Durch die auf der einen Seite sehr hohen Erwartungen an das Thema Selbstorganisation und die auf der anderen Seite ganz neue Art, Zusammenarbeit und Führung zu denken, werden viele der Projekte bereits nach kurzer Zeit enttäuscht eingestampft.

Daher ist eine ausführliche Auftragsklärung mit den Entscheidern sowie sorgfältiges Erwartungsmanagement erfolgskritisch.

Komplexitätsreduzierendes Vorgehen zu Beginn

Bezogen auf die Einführung empfehlen wir unseren Kunden ein Vorgehen in kleinen, für die Organisation verdaubaren Schritten. Es ist vollkommen gerechtfertigt, eine Vision davon zu haben, wie die Organisation am Ende aussehen soll. Es ist jedoch nicht notwendig, diese bereits bis ins letzte Detail durchzudeklinieren. Da wir nicht genau wissen, wie sich bestimmte Veränderungen in den Prozessen oder der Führung auswirken, geht es darum, Erfahrungen zu sammeln, Probleme dann zu lösen, wenn diese auftreten (und nicht zwingend vorher) und entsprechend aus ihnen zu lernen.
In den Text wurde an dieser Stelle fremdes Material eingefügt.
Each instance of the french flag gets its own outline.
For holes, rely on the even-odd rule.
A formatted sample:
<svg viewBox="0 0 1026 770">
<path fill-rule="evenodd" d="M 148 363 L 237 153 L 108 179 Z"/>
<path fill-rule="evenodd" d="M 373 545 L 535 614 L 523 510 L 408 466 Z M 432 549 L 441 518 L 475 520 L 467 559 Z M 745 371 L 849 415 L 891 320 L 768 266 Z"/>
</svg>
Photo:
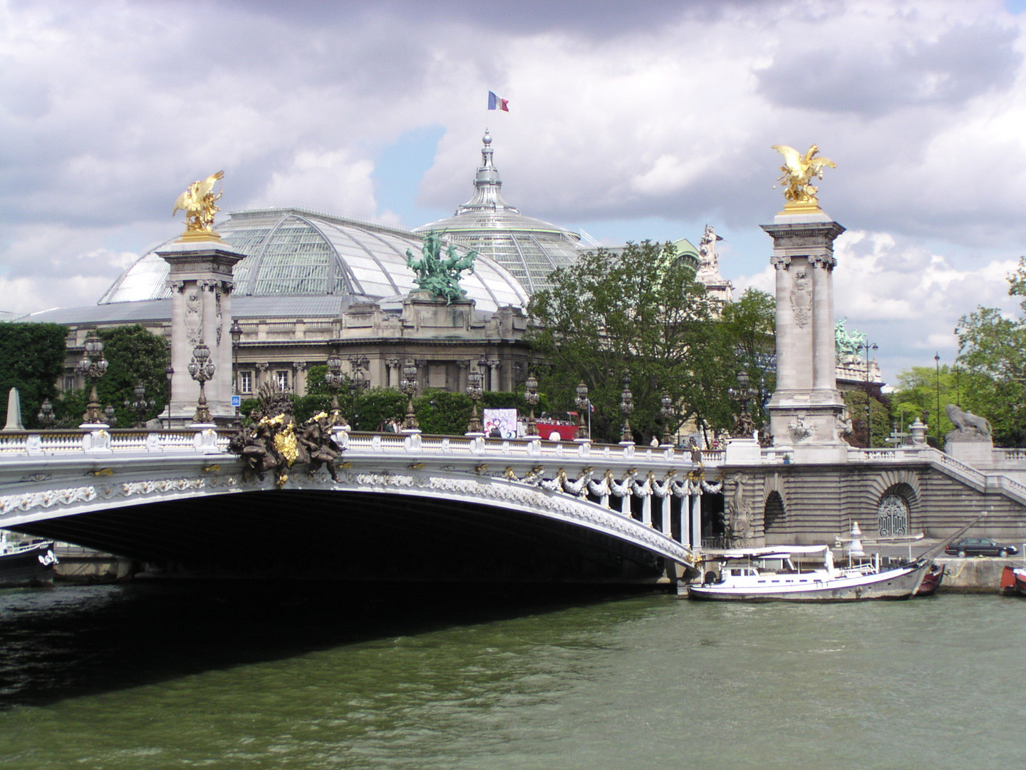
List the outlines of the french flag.
<svg viewBox="0 0 1026 770">
<path fill-rule="evenodd" d="M 496 95 L 495 91 L 488 91 L 488 109 L 509 112 L 509 102 Z"/>
</svg>

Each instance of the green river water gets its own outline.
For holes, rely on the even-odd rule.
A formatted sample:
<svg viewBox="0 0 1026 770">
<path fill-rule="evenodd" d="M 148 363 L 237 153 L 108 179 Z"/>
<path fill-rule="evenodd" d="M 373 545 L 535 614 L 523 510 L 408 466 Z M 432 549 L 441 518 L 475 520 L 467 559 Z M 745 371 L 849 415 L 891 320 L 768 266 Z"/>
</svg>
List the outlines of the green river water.
<svg viewBox="0 0 1026 770">
<path fill-rule="evenodd" d="M 0 768 L 1026 766 L 1026 601 L 541 592 L 0 591 Z"/>
</svg>

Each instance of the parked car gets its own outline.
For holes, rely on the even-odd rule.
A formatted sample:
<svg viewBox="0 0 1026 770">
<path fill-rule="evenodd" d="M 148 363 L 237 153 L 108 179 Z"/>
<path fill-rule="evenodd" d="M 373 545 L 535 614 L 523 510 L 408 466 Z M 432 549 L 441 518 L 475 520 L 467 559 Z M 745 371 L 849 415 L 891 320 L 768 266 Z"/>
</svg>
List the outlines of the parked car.
<svg viewBox="0 0 1026 770">
<path fill-rule="evenodd" d="M 944 552 L 957 556 L 1011 556 L 1018 553 L 1019 549 L 1014 545 L 1003 545 L 989 537 L 963 537 L 955 543 L 951 543 Z"/>
</svg>

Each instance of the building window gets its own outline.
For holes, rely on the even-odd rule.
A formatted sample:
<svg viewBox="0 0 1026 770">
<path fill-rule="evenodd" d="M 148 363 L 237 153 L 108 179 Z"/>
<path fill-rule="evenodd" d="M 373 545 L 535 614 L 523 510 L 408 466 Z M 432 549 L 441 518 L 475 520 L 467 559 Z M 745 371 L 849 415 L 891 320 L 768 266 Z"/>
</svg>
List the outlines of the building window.
<svg viewBox="0 0 1026 770">
<path fill-rule="evenodd" d="M 901 537 L 908 534 L 908 502 L 894 493 L 883 496 L 877 508 L 880 537 Z"/>
</svg>

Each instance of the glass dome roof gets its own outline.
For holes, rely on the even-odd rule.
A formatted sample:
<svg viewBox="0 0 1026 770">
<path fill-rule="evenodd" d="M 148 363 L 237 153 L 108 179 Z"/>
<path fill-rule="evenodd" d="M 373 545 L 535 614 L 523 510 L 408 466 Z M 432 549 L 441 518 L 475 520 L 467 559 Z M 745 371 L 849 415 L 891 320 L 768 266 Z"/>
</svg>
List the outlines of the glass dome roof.
<svg viewBox="0 0 1026 770">
<path fill-rule="evenodd" d="M 267 208 L 229 215 L 216 225 L 223 240 L 246 255 L 235 266 L 236 296 L 337 295 L 382 300 L 416 288 L 406 249 L 420 256 L 422 236 L 302 208 Z M 173 239 L 172 239 L 173 240 Z M 170 297 L 168 265 L 157 246 L 125 270 L 100 299 L 101 305 Z M 462 251 L 459 249 L 458 251 Z M 479 255 L 474 272 L 461 278 L 477 309 L 522 307 L 524 287 L 501 265 Z"/>
<path fill-rule="evenodd" d="M 491 136 L 484 132 L 474 197 L 452 217 L 413 229 L 439 232 L 451 242 L 475 249 L 508 269 L 530 293 L 548 288 L 549 273 L 573 265 L 583 253 L 581 235 L 525 217 L 503 199 L 502 180 L 491 162 Z"/>
</svg>

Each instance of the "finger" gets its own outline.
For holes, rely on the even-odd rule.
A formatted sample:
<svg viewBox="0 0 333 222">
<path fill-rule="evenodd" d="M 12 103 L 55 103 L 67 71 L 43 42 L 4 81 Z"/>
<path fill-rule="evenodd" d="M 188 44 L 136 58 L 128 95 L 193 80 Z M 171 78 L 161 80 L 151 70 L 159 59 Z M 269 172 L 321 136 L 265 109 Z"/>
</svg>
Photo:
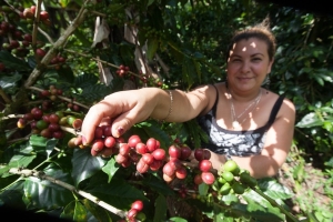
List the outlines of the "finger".
<svg viewBox="0 0 333 222">
<path fill-rule="evenodd" d="M 117 115 L 117 110 L 105 101 L 92 105 L 85 114 L 81 127 L 83 144 L 91 143 L 95 128 L 105 119 L 110 119 L 114 115 Z"/>
<path fill-rule="evenodd" d="M 120 138 L 125 131 L 131 129 L 135 123 L 149 118 L 139 105 L 132 110 L 117 117 L 112 122 L 111 133 L 114 138 Z"/>
</svg>

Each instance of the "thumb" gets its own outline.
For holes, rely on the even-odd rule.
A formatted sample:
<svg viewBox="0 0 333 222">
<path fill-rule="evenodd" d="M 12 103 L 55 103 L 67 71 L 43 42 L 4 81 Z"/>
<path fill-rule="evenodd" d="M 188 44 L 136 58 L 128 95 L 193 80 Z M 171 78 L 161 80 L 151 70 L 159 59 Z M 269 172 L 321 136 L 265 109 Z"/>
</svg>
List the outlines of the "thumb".
<svg viewBox="0 0 333 222">
<path fill-rule="evenodd" d="M 148 119 L 148 117 L 142 117 L 142 114 L 138 114 L 138 113 L 140 112 L 133 109 L 117 117 L 111 123 L 112 135 L 114 138 L 120 138 L 121 135 L 123 135 L 123 133 L 130 130 L 135 123 Z"/>
</svg>

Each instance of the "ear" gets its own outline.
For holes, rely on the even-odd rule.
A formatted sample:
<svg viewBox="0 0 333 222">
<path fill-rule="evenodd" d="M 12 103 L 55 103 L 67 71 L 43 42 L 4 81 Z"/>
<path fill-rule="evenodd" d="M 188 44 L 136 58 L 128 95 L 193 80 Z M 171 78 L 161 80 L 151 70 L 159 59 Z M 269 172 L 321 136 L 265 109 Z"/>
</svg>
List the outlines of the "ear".
<svg viewBox="0 0 333 222">
<path fill-rule="evenodd" d="M 268 73 L 271 73 L 272 65 L 274 63 L 274 58 L 270 61 L 269 67 L 268 67 Z"/>
</svg>

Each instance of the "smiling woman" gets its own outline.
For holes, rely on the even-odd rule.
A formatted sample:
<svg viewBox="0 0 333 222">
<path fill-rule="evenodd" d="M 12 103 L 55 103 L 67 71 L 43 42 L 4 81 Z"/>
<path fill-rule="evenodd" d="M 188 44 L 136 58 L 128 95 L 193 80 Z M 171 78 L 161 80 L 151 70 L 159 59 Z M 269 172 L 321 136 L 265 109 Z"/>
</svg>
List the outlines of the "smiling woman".
<svg viewBox="0 0 333 222">
<path fill-rule="evenodd" d="M 168 122 L 196 119 L 210 138 L 202 147 L 211 151 L 214 169 L 233 159 L 255 178 L 275 175 L 291 148 L 295 108 L 262 88 L 275 53 L 268 20 L 236 32 L 230 46 L 225 82 L 188 92 L 143 88 L 112 93 L 87 113 L 83 141 L 90 143 L 94 128 L 111 119 L 117 138 L 148 118 Z"/>
</svg>

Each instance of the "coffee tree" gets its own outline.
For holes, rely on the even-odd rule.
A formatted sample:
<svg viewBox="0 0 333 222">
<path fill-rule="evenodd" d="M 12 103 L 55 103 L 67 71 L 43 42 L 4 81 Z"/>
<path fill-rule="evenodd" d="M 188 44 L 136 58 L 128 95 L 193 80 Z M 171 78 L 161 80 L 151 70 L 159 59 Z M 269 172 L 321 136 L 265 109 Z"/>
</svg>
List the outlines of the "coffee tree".
<svg viewBox="0 0 333 222">
<path fill-rule="evenodd" d="M 191 46 L 175 34 L 176 11 L 202 2 L 0 4 L 0 204 L 73 221 L 297 221 L 276 182 L 258 183 L 231 160 L 212 169 L 192 121 L 147 120 L 122 138 L 101 125 L 82 144 L 84 114 L 109 93 L 220 78 L 198 37 Z"/>
</svg>

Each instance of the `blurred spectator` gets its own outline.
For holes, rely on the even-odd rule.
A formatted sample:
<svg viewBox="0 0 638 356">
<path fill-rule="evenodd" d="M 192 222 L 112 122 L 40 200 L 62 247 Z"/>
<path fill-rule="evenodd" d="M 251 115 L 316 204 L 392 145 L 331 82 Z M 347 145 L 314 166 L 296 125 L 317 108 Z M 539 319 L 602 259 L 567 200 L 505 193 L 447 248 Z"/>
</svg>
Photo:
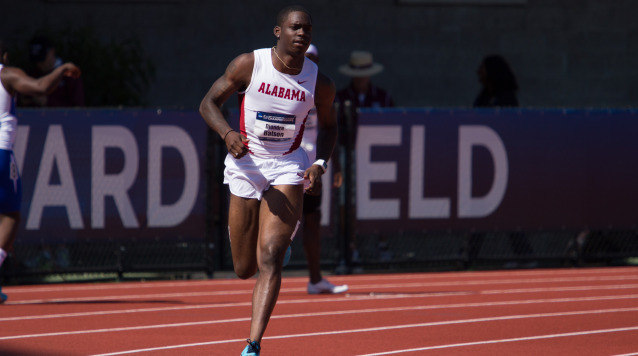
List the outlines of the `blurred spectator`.
<svg viewBox="0 0 638 356">
<path fill-rule="evenodd" d="M 53 42 L 44 36 L 36 36 L 29 42 L 30 68 L 27 74 L 41 78 L 62 65 L 63 61 L 56 56 Z M 35 107 L 76 107 L 84 106 L 84 84 L 82 78 L 63 78 L 56 89 L 42 96 L 19 97 L 21 106 Z"/>
<path fill-rule="evenodd" d="M 354 155 L 352 152 L 354 151 L 354 147 L 356 147 L 357 142 L 357 127 L 359 123 L 358 118 L 358 108 L 384 108 L 384 107 L 392 107 L 394 106 L 394 101 L 392 97 L 383 89 L 372 84 L 370 77 L 373 75 L 379 74 L 383 71 L 383 65 L 379 63 L 375 63 L 372 58 L 372 53 L 367 51 L 352 51 L 350 53 L 350 61 L 347 64 L 344 64 L 339 67 L 339 71 L 342 74 L 350 77 L 350 83 L 347 87 L 341 89 L 337 92 L 337 96 L 335 101 L 339 104 L 339 144 L 340 149 L 335 150 L 335 154 L 333 155 L 333 166 L 340 165 L 341 161 L 351 162 L 351 167 L 353 167 Z M 346 112 L 346 108 L 350 108 L 348 112 Z M 338 151 L 341 151 L 340 158 Z M 349 155 L 346 157 L 346 155 Z M 343 168 L 343 167 L 342 167 Z M 344 172 L 347 170 L 344 169 Z M 352 175 L 354 176 L 354 169 L 352 170 Z M 348 180 L 354 184 L 356 179 L 354 177 L 349 178 Z M 343 178 L 341 174 L 335 174 L 335 181 L 341 181 Z M 347 191 L 347 190 L 346 190 Z M 351 187 L 351 201 L 354 202 L 354 187 Z M 347 193 L 346 193 L 347 194 Z M 346 209 L 342 209 L 340 212 L 341 221 L 342 221 L 342 229 L 343 222 L 348 221 L 350 217 L 347 217 L 351 214 L 351 211 L 345 211 Z M 343 231 L 342 231 L 343 233 Z M 354 266 L 355 272 L 360 270 L 358 266 L 361 257 L 359 255 L 359 250 L 356 246 L 355 234 L 351 233 L 352 241 L 350 241 L 351 248 L 351 260 Z M 383 249 L 387 246 L 378 246 L 378 249 Z M 386 255 L 391 253 L 389 251 L 383 251 Z M 381 251 L 379 251 L 381 254 Z"/>
<path fill-rule="evenodd" d="M 481 92 L 474 100 L 474 107 L 515 107 L 518 106 L 516 92 L 518 84 L 514 72 L 507 61 L 500 55 L 489 55 L 483 58 L 478 71 L 479 82 L 482 85 Z M 479 257 L 479 251 L 485 235 L 474 232 L 470 235 L 468 259 L 474 261 Z M 518 259 L 529 259 L 532 257 L 532 246 L 523 231 L 514 231 L 508 235 L 510 248 Z M 505 263 L 506 268 L 516 267 L 533 268 L 537 266 L 536 261 L 509 261 Z"/>
<path fill-rule="evenodd" d="M 485 57 L 478 68 L 478 77 L 483 88 L 474 100 L 474 107 L 518 106 L 516 77 L 503 57 Z"/>
<path fill-rule="evenodd" d="M 306 57 L 319 64 L 319 51 L 315 45 L 310 45 L 306 51 Z M 304 134 L 301 140 L 301 147 L 308 154 L 310 162 L 314 162 L 317 156 L 317 136 L 319 126 L 317 123 L 317 110 L 312 109 L 306 119 Z M 333 164 L 334 166 L 334 164 Z M 339 172 L 341 174 L 341 172 Z M 334 186 L 338 188 L 341 180 L 334 181 Z M 303 197 L 303 247 L 308 262 L 308 294 L 319 293 L 344 293 L 348 290 L 347 285 L 336 286 L 324 279 L 321 275 L 321 199 L 322 190 L 316 194 L 304 193 Z"/>
<path fill-rule="evenodd" d="M 340 66 L 339 71 L 351 78 L 350 84 L 337 92 L 339 102 L 350 100 L 355 107 L 361 108 L 394 106 L 390 95 L 370 80 L 371 76 L 383 71 L 383 65 L 372 60 L 372 53 L 352 51 L 350 61 Z"/>
</svg>

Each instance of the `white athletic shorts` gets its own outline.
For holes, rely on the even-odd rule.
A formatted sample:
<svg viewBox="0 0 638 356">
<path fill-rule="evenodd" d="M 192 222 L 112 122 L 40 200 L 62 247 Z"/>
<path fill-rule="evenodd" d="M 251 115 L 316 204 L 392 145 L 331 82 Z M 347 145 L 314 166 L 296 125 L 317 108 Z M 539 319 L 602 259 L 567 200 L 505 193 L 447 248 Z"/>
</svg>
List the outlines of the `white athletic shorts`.
<svg viewBox="0 0 638 356">
<path fill-rule="evenodd" d="M 310 162 L 303 148 L 275 158 L 259 158 L 247 154 L 240 159 L 226 155 L 224 160 L 224 184 L 228 184 L 234 195 L 261 200 L 262 195 L 272 185 L 307 185 L 303 174 Z"/>
</svg>

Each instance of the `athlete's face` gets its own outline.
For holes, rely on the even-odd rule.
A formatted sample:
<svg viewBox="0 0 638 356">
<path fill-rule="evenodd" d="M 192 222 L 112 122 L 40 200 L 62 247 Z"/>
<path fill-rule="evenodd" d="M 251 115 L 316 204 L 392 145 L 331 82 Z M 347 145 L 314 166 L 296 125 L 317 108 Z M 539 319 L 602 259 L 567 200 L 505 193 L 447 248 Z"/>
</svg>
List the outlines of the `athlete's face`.
<svg viewBox="0 0 638 356">
<path fill-rule="evenodd" d="M 293 11 L 288 18 L 275 27 L 275 36 L 291 52 L 306 53 L 312 40 L 312 21 L 305 12 Z"/>
</svg>

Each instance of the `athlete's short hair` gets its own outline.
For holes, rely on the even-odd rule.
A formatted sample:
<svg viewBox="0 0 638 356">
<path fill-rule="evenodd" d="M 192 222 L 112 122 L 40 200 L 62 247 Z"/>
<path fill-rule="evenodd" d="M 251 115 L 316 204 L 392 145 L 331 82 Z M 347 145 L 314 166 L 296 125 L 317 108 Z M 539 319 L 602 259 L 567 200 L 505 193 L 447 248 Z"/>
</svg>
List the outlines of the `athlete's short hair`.
<svg viewBox="0 0 638 356">
<path fill-rule="evenodd" d="M 308 15 L 308 17 L 310 17 L 310 21 L 312 21 L 312 15 L 310 15 L 310 12 L 306 10 L 305 7 L 301 5 L 290 5 L 281 9 L 281 11 L 279 11 L 279 13 L 277 14 L 277 26 L 281 27 L 284 21 L 286 21 L 286 19 L 288 18 L 288 14 L 297 11 L 305 13 L 306 15 Z"/>
</svg>

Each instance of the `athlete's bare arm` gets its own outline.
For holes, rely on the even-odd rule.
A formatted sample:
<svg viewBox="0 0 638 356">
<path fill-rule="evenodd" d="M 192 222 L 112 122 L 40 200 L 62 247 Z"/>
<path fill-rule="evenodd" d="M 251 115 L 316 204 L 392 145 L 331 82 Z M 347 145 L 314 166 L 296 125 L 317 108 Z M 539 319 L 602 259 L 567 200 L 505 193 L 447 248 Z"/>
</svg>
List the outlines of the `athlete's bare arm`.
<svg viewBox="0 0 638 356">
<path fill-rule="evenodd" d="M 28 76 L 20 68 L 5 67 L 1 72 L 0 79 L 2 80 L 2 85 L 11 95 L 20 93 L 35 96 L 50 94 L 63 77 L 78 78 L 80 73 L 80 69 L 75 64 L 64 63 L 51 73 L 36 79 Z"/>
<path fill-rule="evenodd" d="M 332 151 L 337 142 L 337 113 L 332 105 L 336 91 L 332 79 L 319 72 L 315 88 L 315 107 L 317 108 L 317 124 L 319 126 L 317 159 L 323 159 L 326 162 L 332 156 Z M 317 165 L 311 165 L 306 170 L 304 178 L 310 180 L 310 186 L 307 189 L 308 193 L 316 193 L 314 190 L 319 188 L 319 183 L 317 182 L 320 182 L 322 174 L 322 168 Z"/>
<path fill-rule="evenodd" d="M 253 53 L 237 56 L 230 62 L 226 72 L 213 83 L 199 105 L 199 113 L 204 121 L 224 140 L 228 152 L 235 158 L 240 158 L 248 153 L 248 149 L 244 145 L 248 139 L 240 133 L 232 131 L 220 107 L 233 93 L 248 87 L 254 64 L 255 55 Z"/>
</svg>

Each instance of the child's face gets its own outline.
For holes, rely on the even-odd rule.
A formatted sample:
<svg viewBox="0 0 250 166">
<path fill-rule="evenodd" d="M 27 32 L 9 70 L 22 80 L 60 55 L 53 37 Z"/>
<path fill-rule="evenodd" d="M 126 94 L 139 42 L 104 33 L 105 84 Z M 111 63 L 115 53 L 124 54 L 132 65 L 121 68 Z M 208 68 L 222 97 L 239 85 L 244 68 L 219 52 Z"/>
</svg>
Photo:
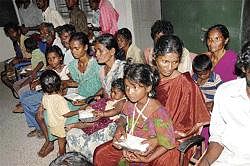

Grundsätzlich lassen sich zwei Vorgehensweisen unterscheiden:

1) Einführung bestimmter, kleiner selbstorganisatorischer Prinzipien in der gesamten Organisation

2) Einführung von größeren Veränderungen in bestimmten Bereichen/Abteilungen/Teams des Unternehmens

Ziel dieser Vorgehensweisen ist es, die Komplexität der Veränderungsprozesse so handhabbar wie möglich zu gestalten und gleichzeitig spürbare Lernerfahrungen zu sammeln, die der Organisation Orientierung für das weitere Vorgehen geben und Lust auf mehr machen. Wenn die Unternehmensführung bereit ist, sich Zeit zu lassen, hat die zweite Variante aus unserer Erfahrung heraus den Vorteil, dass die gesammelten Lernerfahrungen i.d.R. qualitativ hochwertiger sind und auf lange Sicht den Veränderungsprozess beschleunigen können.

Dieses Vorgehen kann sehr unterschiedlich aussehen. Mal ist es eine Region von Filialen, die sich an bestimmten Prinzipien probiert und die gesammelten Erfahrungen anschließend komprimiert als Orientierungshilfe an ein größeres Gebiet weitergegeben werden. In anderen Fällen entscheidet bspw. ein Führungsteam, sich mit neuen Formen der Entscheidungsfindung zu beschäftigen und diese sukzessiv nach unten hin zu etablieren.

Die oben beschriebenen Vorgehensweisen beziehen sich hauptsächlich auf den Fall, dass die Unternehmensspitze einen umfangreichen Veränderungsprozess in Richtung Selbstorganisation angestoßen hat. Dies ist nicht immer der Fall. Es bedeutet jedoch nicht, dass nicht auch Führungskräfte in ihren eigenen Teams Prinzipien der Selbstorganisation einführen können.

Die nachfolgend beschriebenen Modelle sind daher für alle Zielgruppen hilfreich. Wichtig ist bei allem, eine Art Forschungshaltung einzunehmen, für eine kontinuierliche Reflektion zu sorgen und somit Lernen zu ermöglichen.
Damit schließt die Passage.